The development by the National Physical Laboratory (NPL) of a novel, high-frequency, reciprocating line contact test followed their identification of the dominant source of friction in a bicycle chain described above.
Line contact in a bicycle chain describes the long chain of cylinders-within-cylinders represented by conjoined links. Scientists at NPL reported that while the chain travels in a circular motion around the chainring and cassette, the components inside each link move in a reciprocating motion (back and forth), which we might compare roughly to a clock hand ticking between 11 o’clock and one o’clock.
Considered within a bicycle chain, the frequency of the movement is not especially high, but we have already applied NPL’s calculation (with different values for loads and speeds) to our work in developing lubricants with Valentino Rossi’s VR46 motorcycle team and invested in a sophisticated testing “stage” for our tribometer to perform tests based upon it.
For Muc-Off, preparing a chain for testing or racing includes separate stages of cleaning, conditioning and treatment.
At the beginning of the research project, we used a three-stage process. At every sub-step, Muc Off's secret Research and Development Technical Director Dr M, extracted links and sent them to LGC’s laboratory. Following analysis with the most advanced equipment, LGC added sub-steps which created a process to enhance what we could justifiably regard as the cleanest chain in cycling.
The calibration oil developed by the National Physical Laboratory (NPL) is made with an ultra-specific formula, created solely from a base oil and without additives of any kind. Naturally, it is necessary to apply a lubricant of some kind to prevent the high-friction, metal-on-metal contacts that would result from testing an untreated chain. The calibration oil, however, dramatically reduces the potential for unwanted chemical reactions that would result from applying a development lubricant to the stock lube in which a chain is supplied.

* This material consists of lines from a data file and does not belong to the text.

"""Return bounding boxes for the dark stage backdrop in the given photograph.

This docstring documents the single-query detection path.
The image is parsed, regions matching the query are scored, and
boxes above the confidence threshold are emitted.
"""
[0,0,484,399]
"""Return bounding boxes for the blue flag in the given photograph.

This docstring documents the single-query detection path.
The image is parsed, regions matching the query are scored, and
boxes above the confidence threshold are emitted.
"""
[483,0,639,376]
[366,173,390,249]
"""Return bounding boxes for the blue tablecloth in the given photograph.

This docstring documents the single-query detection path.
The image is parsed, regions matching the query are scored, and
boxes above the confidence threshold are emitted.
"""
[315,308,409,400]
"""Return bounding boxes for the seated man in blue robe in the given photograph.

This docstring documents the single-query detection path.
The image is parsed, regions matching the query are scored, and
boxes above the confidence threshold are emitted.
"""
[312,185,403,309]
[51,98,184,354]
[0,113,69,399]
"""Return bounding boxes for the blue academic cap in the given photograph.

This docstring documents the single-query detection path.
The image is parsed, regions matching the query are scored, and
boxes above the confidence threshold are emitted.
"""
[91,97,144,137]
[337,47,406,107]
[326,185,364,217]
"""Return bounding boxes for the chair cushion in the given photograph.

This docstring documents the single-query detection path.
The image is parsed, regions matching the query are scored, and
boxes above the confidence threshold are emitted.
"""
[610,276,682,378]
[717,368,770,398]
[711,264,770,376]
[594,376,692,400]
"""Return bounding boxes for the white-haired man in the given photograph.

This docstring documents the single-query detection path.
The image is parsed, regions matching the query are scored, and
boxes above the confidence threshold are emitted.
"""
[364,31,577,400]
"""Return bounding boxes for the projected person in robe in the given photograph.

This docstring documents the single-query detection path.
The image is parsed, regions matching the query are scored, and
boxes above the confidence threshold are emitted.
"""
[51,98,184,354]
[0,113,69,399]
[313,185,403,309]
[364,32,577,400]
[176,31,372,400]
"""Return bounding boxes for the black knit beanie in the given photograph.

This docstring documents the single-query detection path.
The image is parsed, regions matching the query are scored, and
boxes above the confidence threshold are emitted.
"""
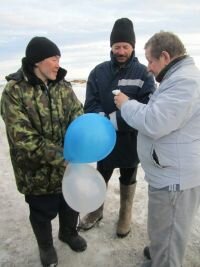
[110,18,135,47]
[26,36,61,64]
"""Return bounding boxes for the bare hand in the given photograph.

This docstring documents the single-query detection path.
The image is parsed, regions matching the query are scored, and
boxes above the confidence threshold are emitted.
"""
[114,93,129,109]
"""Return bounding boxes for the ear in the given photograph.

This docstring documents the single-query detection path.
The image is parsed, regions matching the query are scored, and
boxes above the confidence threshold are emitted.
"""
[160,51,171,65]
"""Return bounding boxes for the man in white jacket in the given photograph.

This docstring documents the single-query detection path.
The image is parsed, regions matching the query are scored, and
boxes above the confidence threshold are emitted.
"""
[115,31,200,267]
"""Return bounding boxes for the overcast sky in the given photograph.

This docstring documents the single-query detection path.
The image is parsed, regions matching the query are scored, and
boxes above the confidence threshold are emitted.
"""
[0,0,200,81]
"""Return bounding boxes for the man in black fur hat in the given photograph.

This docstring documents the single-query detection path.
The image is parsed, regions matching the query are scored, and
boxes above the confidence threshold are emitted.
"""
[80,18,155,237]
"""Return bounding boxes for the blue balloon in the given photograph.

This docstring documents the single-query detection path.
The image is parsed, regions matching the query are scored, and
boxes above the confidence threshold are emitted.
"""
[64,113,116,163]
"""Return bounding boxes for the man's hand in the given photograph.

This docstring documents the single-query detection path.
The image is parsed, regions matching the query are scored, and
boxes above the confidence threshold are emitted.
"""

Repeatability scores from tension tests conducted with Shimano chains, uncovered a variance of 0.27w, even after LGC’s laboratory cleaning process and application of the calibration oil (a variance of 0.25w was recorded in tests with Shimano’s stock lubricant).
We can now be certain that variance of up to 0.27w is inherent in Shimano chains and less likely to result from the lubricant under development. This finding by itself wholeheartedly validated the need for the research project. Repeatability is critical to accurate testing.
A further source of variance was uncovered in the durability of Shimano chainrings and cassettes. We detected sufficient wear to affect our results in less than nine hours of testing. As a consequence, we have reduced the duration of some of our tests and increased the frequency with which we replace components. Where longer tests are essential (historically, our tests were upwards of four hours), we now understand the effects of component wear and can account for it in our results.
In dyno-led testing, the effect of component variance on each test is its greatest limitation. Variance in ring and cassette from prolonged testing can have a profound effect in a relatively short time. It is impractical to replace it as often as you would like, as well as expensive, to be able to achieve greater statistical significance easily; demand often outstrips supply.
To identify variance as low as 0.27w, and to isolate the chain as its source, Dr Mathias tested the chain under varying degrees of tension. The Dyno tests take two different general forms. The first induces tension in the entire chain – the section above the chainstay and the section below – the rear cassette pivots and is loaded with a known weight to achieve the desired contact pressures. Doing so removes the influence of the pulley wheels and derailleur mechanism and allows much smaller transducers, enabling a finer measurement of the effect made by the lubricant.
The second type of Dyno test replicates normal riding conditions. The rear derailleur remains in place and tension occurs only in the section of chain above the chainstay. Such is the sophistication of Muc-Off’s dynamometer that load profiles gathered in Garmin data can be applied in testing; a best-case scenario described by Dr Mathias as “real-world testing in the lab”.
Sophisticated chemical analysis of the top 30 bicycle lubricants, conducted by the Laboratory of the Government Chemist (LGC) by the use of gas chromatography mass spectrometry (GC/MS) and atmospheric solids analysis probe mass spectrometry (ASAP-MS), revealed significant variation in their chemical composition.
In short, there is very little commonality among the most popular lubricants in cycling. For Muc-Off and Dr Mathias, the discovery removed the possibility of a “silver bullet”: a chemical ingredient guaranteed to deliver results. Further, it allows us to pursue a targeted approach when selecting base oils, additives or synthetic components for future formulas, which will accelerate development.
Thanks to our joint research project with the Laboratory of the Government Chemist (LGC), we can now be certain that using bio-degradable components is not detrimental to performance.